De eigen beoordeling van Schiphol en het ingehuurde ingenieursbureau Tauw dat er geen milieu-effectrapportage nodig zou zijn, rust op de claim dat er geen sprake is van een zogenaamde IPCC-installatie. Haarlemmermeer en de omgevingsdienst slikken deze opinie, maar het advies van ILT maakt dit standpunt onhoudbaar. ILT kwalificeert het onomwonden als IPCC-installatie die daarom valt onder de Richtlijn industriële emissies. En dus dient er een MER-procedure te worden doorlopen.
Dubbele pet
Tauw draagt hier trouwens een dubbele pet. Het bedrijf is behalve adviseur van Schiphol ook de leverancier van de PFAS-wasinstallatie en heeft dus groot belang in voortzetting van het project.
Dat een MER-procedure noodzakelijk is, is volstrekt logisch.
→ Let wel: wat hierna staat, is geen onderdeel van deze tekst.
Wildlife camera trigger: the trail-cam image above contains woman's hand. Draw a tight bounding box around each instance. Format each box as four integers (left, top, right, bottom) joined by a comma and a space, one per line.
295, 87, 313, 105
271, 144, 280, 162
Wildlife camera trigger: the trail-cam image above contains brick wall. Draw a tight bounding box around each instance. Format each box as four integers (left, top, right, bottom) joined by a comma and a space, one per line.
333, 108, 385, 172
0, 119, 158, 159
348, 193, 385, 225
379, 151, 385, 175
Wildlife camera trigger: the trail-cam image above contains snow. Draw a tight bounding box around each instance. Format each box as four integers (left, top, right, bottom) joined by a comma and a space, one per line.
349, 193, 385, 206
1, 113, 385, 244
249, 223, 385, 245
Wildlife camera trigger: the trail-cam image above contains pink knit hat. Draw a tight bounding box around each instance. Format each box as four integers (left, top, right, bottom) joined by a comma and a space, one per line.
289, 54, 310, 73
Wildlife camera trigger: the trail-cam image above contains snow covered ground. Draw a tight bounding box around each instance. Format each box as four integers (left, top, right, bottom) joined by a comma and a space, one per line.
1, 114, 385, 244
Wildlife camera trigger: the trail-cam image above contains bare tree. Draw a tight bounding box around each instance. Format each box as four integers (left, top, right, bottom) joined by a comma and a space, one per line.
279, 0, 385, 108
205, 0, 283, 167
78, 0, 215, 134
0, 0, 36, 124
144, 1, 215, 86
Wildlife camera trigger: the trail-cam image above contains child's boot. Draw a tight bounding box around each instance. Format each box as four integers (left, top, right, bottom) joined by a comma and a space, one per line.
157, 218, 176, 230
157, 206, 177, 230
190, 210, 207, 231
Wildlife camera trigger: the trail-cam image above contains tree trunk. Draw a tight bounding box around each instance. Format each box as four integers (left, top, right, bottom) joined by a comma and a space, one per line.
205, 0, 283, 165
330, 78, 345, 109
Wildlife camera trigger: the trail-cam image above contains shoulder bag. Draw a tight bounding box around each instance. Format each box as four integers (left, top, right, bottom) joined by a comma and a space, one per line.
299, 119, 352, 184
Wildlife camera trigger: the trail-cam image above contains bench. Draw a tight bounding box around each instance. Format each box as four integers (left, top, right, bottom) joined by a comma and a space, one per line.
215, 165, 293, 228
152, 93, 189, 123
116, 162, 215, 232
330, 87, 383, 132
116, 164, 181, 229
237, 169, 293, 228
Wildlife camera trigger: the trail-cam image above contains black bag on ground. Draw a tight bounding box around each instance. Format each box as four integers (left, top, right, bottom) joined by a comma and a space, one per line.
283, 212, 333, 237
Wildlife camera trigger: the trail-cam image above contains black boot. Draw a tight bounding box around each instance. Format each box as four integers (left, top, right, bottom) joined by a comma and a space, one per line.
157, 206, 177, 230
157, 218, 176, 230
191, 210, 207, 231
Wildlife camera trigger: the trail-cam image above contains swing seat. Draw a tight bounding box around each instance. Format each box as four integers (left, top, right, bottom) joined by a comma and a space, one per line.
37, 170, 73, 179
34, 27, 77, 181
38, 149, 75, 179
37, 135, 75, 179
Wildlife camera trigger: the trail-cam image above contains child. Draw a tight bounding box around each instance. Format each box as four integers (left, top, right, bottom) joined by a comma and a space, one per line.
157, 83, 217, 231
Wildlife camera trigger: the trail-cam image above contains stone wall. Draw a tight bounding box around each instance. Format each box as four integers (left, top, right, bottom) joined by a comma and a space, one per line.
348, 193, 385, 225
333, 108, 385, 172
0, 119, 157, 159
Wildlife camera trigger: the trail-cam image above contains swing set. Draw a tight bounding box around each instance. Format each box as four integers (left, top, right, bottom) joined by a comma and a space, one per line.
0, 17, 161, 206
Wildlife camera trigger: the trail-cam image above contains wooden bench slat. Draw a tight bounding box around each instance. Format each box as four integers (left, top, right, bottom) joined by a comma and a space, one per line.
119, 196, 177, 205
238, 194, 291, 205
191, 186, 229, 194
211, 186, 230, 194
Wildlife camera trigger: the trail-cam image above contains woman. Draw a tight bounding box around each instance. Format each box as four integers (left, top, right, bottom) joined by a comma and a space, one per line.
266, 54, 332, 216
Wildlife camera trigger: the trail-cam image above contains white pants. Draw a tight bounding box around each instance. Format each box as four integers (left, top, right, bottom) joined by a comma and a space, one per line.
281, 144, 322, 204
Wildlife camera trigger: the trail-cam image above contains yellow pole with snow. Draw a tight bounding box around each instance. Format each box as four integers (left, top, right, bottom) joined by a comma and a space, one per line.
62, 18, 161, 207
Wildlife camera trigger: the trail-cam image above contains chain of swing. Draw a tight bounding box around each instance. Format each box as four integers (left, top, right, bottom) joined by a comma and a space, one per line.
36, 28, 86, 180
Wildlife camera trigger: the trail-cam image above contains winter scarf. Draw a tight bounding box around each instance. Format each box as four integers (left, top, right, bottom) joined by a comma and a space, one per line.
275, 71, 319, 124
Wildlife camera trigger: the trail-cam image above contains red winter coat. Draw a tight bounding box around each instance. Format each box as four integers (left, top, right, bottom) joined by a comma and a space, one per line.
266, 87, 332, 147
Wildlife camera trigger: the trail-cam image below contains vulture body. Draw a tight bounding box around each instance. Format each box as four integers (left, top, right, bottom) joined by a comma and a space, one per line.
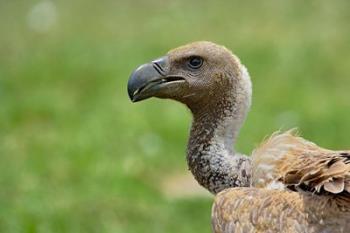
213, 131, 350, 233
127, 41, 350, 232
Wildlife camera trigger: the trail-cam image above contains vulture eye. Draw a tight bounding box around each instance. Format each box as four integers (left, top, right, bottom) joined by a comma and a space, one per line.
188, 56, 203, 69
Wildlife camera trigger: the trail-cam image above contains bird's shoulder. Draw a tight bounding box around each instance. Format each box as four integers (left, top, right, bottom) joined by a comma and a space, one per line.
212, 187, 350, 233
212, 188, 308, 233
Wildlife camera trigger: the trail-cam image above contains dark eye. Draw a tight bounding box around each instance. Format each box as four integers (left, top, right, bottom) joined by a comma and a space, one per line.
187, 56, 203, 69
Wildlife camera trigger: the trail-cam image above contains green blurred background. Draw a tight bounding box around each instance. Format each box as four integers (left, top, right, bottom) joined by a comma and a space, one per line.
1, 0, 350, 232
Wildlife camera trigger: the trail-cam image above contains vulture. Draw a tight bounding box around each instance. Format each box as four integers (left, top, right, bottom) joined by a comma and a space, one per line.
127, 41, 350, 232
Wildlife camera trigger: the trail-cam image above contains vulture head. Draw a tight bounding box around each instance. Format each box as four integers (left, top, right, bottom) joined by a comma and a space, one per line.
127, 41, 251, 114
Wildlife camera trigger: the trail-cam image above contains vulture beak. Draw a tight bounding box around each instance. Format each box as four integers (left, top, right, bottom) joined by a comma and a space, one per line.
127, 56, 168, 102
127, 56, 185, 102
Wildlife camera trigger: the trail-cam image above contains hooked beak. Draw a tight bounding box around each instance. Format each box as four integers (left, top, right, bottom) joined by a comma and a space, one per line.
127, 56, 185, 102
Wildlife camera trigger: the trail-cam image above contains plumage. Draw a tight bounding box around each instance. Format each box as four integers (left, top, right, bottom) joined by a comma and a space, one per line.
252, 130, 350, 196
212, 188, 350, 233
127, 41, 350, 232
212, 130, 350, 232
Chiel Jonker, wetenschapper aan de Universiteit van Utrecht en dé PFAS-expert van ons land, zei in oktober vorig jaar in het Haarlems Dagblad dat de PFAS met deze opzet niet wordt afgebroken, maar slechts verplaatst.
De grote vraag blijft dan waarheen het gif wordt verplaatst. Wordt het (deels) de lucht ingeblazen, het grondwater ingepompt? Of blijft het toch voor een deel in de opgeleverde ‘schone’ grond zitten die elders wordt gebruikt in bouwprojecten? Het zijn juist deze milieurisico’s die een MER-procedure aan het licht moet brengen en waarvoor echte oplossingen moeten worden gevonden.
Expert Jonker baart het in ieder geval grote zorgen. Hij zegt in het artikel in het Haarlems Dagblad: “Ik ben bezorgd of het écht gaat werken en zou erop aan willen dringen dat dit proces heel goed gemonitord wordt. Tot nu toe blijkt het verwijderen van PFAS maar gedeeltelijk te lukken en blijven we de vervuiling in een andere vorm rondpompen”.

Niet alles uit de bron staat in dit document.